On February 14th, 1778, Captain Jones and his 150 man crew of the Ranger sailed into French waters at Quiberon Bay and received the first formal salute at sea from the French fleet. The salute was the first official salute to the new "Stars and Stripes" received by a Continental ship. This accomplishment is the scene depicted on our badge with the date " Ranger 1778" inscribed below the ship. The Stars and Stripes are seen draped high above while the Maine State seal pays homage to her original birthplace. The bottom rocker proudly denotes Kittery's distinction as being the first Incorporated Town in Maine, which occurred in 1647.
Mostly, our badges had been a stock badge which was simply ordered from any police supply company and imprinted with the Town of Kittery and a State seal placed in the center. In 2013, we decided that it was time for a change and an upgrade from the "cookie cutter" badge that a lot of departments use, to a more modern and customized look.
The police officer's badge is arguably the most recognizable feature of their uniform and the ultimate symbol of the faith and trust given to us by the public and the Town.
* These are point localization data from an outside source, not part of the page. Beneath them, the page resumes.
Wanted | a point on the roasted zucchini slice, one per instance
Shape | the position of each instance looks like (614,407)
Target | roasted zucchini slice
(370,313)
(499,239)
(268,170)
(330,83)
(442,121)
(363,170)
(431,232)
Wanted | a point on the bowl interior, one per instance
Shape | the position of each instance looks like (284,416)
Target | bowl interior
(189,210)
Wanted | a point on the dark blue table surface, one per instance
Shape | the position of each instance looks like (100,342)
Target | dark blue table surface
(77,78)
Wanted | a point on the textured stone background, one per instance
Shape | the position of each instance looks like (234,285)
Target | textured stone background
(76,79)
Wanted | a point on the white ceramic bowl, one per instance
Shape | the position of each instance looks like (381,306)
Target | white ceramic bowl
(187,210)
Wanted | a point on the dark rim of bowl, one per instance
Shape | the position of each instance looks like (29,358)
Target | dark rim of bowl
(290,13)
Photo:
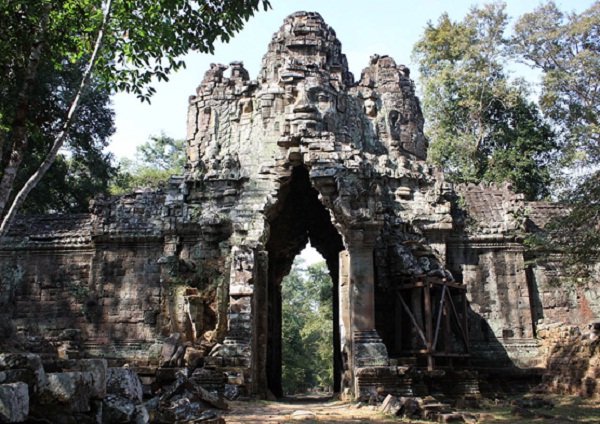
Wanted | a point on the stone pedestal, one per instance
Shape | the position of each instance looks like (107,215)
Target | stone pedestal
(368,349)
As such, we wanted to have a piece of our uniform which honored the town's heritage and the people that we serve. Our hope was to get away from having the same ol' badge that everyone else had and to create something unique to Kittery. Officers dedicate their lives to this profession, some working more than 30+ years in this honorable field. It seemed only fitting that we had a more unique and personal symbol to reflect this great responsibility.
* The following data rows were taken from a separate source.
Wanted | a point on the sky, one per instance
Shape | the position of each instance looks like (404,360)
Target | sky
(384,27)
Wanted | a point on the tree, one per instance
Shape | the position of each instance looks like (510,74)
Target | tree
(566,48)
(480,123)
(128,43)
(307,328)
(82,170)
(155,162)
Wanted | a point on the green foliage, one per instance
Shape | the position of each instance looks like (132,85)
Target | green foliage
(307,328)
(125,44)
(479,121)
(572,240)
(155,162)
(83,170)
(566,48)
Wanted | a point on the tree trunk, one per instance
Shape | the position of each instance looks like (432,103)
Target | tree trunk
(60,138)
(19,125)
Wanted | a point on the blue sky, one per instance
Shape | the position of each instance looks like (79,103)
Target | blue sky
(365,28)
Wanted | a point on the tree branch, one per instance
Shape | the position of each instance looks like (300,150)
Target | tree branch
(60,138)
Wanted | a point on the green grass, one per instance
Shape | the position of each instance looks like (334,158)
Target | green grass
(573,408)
Naturally, we wanted a small piece of Kittery's rich history to be featured on the badge. The choices were narrowed down to either having the Block House from Fort McClary, or the Ranger ship which was built right here on Badger's Island. The challenge was to try and strike a balance between having a custom, work-of art created on such a small space, but still have it be easily identifiable as a police badge. During this same time, our department's shoulder patch was also undergoing a transformation. This new patch now has the Town seal in the center which depicts the Block House at Fort McClary. It did however, remove the image of the Ranger and the motto of " Maine's First Town" from the old shoulder patch. Now that the new patch displays the Block House, the decision to go with the Ranger on our badge was that much easier. With the help of a Ranger ship historian, one of our officer's began designing a badge with the Ranger as the centerpiece. With guidance from this historian as to the accuracy of the ship, right down to the number of cannon portholes, the final product began to take shape. Once the drawing was complete, the final overall badge design was submitted to the Sunbadge Company from California, who hold the contract for producing the new badges. Several variations of the badge were sketched and a decision was ultimately made on its final design.
The design was approved and sent to production. The badge maintains the traditional silver color with gold banners, as did the badges of our past. The Ranger mold was completed with an antiqued finish to help give it contrast and allow it to stand out from the gold.